Aicon is delighted to present Tender is the Night, the New York debut solo of Youdhisthir Maharjan. The exhibition is a mid-career retrospective of the artist, presenting works that span from 2011 to 2019, with a particular focus on the last five years.
Based between Boston and Kathmandu, Youdhisthir Maharjan (b. 1984), works with found materials and reclaimed text, engaging in laboriously repetitive and autopoietic processes - whether that be twisting newspaper into rope, methodically erasing all but certain words from a book, obscuring a text with intricate patterns, or cutting and re-aligning passages to form abstract shapes.

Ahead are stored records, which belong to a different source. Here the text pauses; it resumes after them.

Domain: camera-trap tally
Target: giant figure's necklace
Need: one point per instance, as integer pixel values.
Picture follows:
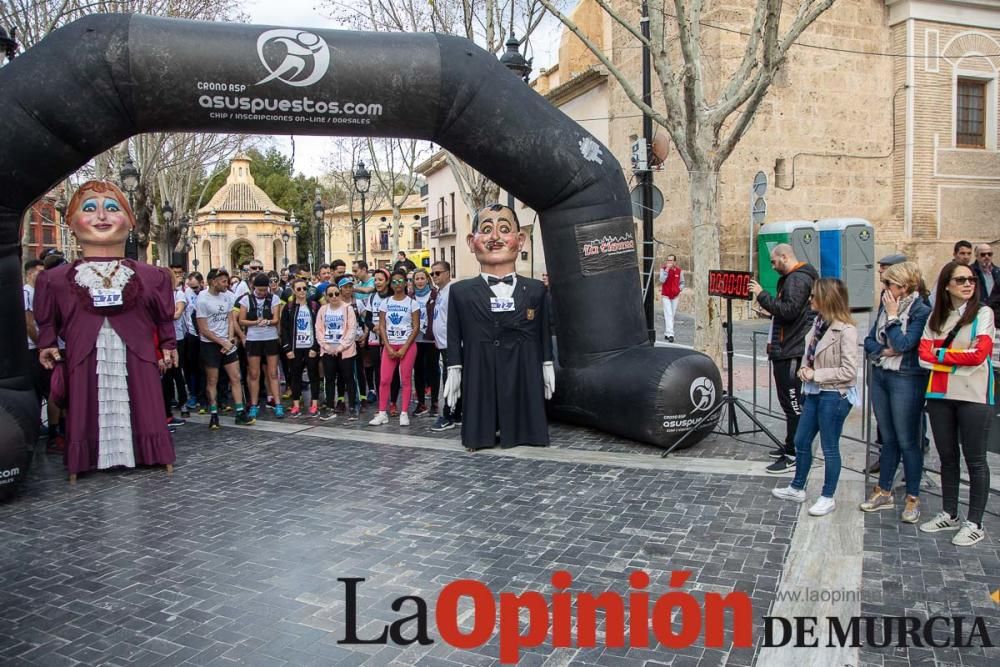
(106, 279)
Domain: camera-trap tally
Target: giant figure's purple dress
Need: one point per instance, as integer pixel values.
(64, 308)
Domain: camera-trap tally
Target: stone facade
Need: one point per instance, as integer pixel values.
(847, 134)
(578, 86)
(241, 221)
(343, 229)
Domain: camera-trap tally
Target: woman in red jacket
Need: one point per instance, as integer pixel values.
(673, 283)
(956, 347)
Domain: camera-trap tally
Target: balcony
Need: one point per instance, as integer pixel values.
(444, 226)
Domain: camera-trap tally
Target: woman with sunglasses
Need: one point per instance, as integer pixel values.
(426, 372)
(399, 322)
(897, 386)
(335, 327)
(301, 346)
(373, 351)
(829, 372)
(956, 346)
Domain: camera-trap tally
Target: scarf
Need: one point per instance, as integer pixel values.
(896, 362)
(819, 330)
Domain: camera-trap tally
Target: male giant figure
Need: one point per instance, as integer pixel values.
(498, 341)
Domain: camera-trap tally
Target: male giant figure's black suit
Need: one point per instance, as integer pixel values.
(502, 355)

His is an inquiry at the intersection of identity and anonymity, individual and collective, familiar and alien that is invested in exploring the materiality of text.
The present exhibition brings together a cross-section of the artist’s oeuvre, that evidence Maharjan’s proclivity for materiality, process, ritual and absurdity. A suite of works on paper - ostensibly the leitmotif of the artist’s practice - are constructed from book pages and other printed material. Sometimes singular, sometimes glued together to form a sheet and at other times collaged using strips or woven into rope-like sculptures, the artist treats the book as readymade material, where the author’s name, text, story, and information are all irrelevant. The result is a sculptural object that is given new life and is freed from the signifying purpose of words. Maharajan insists he doesn’t know the visual outcome of a page when he begins his process. “After a visit to numerous thrift stores, and sifting through a number of books, I pick them according to their title. That inspires the pattern, design, illustration, and the aesthetics. Then some pages speak to me, and some don’t,” he explains.
The other works in the exhibition focus on Maharjan’s work as a conceptual printmaker. Repetition as process takes center-stage in works like Anantari Paryatna III: of Infinite Space (2011-2012), a visual illustration of the painstaking endless process, that the work’s title describes. Consisting of six monumental scrolls each printed using the same 4 x 4-inch printing plate, the work transcends its careful premeditation to yield a seemingly spontaneous Pollock-esque abstraction. What remains is a composition of textures and patterns that turn the surface into a dynamic entity. These scrolls, with their unique visual codex, are intuitively decipherable and bafflingly elusive in equal parts.
This autopoietic process is mirrored in works like Repeated Birth, an ongoing series of prints that the artist seeks to continue in perpetuity. An unbroken glass sheet of 4 x 4 inches is passed through the printing press. It’s weight and pressure break the glass into pieces, which are taped together, exposing the lines between them. The taped piece is inked and printed on paper, capturing the self-made pattern in graphic black and white, which accentuates the line that separates the pieces. The scars on the once pristine surface are celebrated and cherished. The entire process is repeated with a new glass, as if in search for the perfect break—perfect imperfection.
Maharjan recognizes language as power taken for granted, we use it whether we like it or not and we have forgotten it’s importance. He invites his audience to give language a new meaning, a new life to something we have been familiarized for centuries. More than the final result, he finds the process extremely satisfying, meditating his way back to the reencounter with the new perspective on words. What is a book without words? What is art without meaning? The artist believes truth exists in the mundane, in the repurposing of action, in the repetition of nothingness, forever.
Originally from Kathmandu, Nepal, Youdhisthir Maharjan began his journey in the arts with a B.A. in Creative Writing & Art History from New England College, New Hampshire. Thereafter, in 2012, he pursued an M.F.A. at the University of Idaho. He has since exhibited extensively in India, Nepal, the United States and the UK. His work has been a prominent part of institutional exhibitions such as the two-artist show, The Power of Intention, at the Rubin Museum, New York (2019), the Kathmandu Triennale (2017), the Boston International Fine Art Show, Boston Center for the Arts (2015) and most recently in the solo show, Youdhisthir Maharjan: Toils of Delight at the Frank Museum of Art, Otterbein University, Ohio.
Maharjan has also participated in several group shows including Himalayan Contemporary, Desai/Matta Gallery, San Francisco (2017); Deep Cuts: Contemporary Paper Cutting at Currier Museum of Art, Manchester, New Hampshire (2017); In Letter and Spirit at TARQ, Mumbai (2016); Reading Room, Saffron Art, New York (2016); Reading Room: Leaves, Threads, and Traces, Winchester Gallery, UK (2016) and Emerging Talent, Seraphin Gallery, Philadelphia (2016).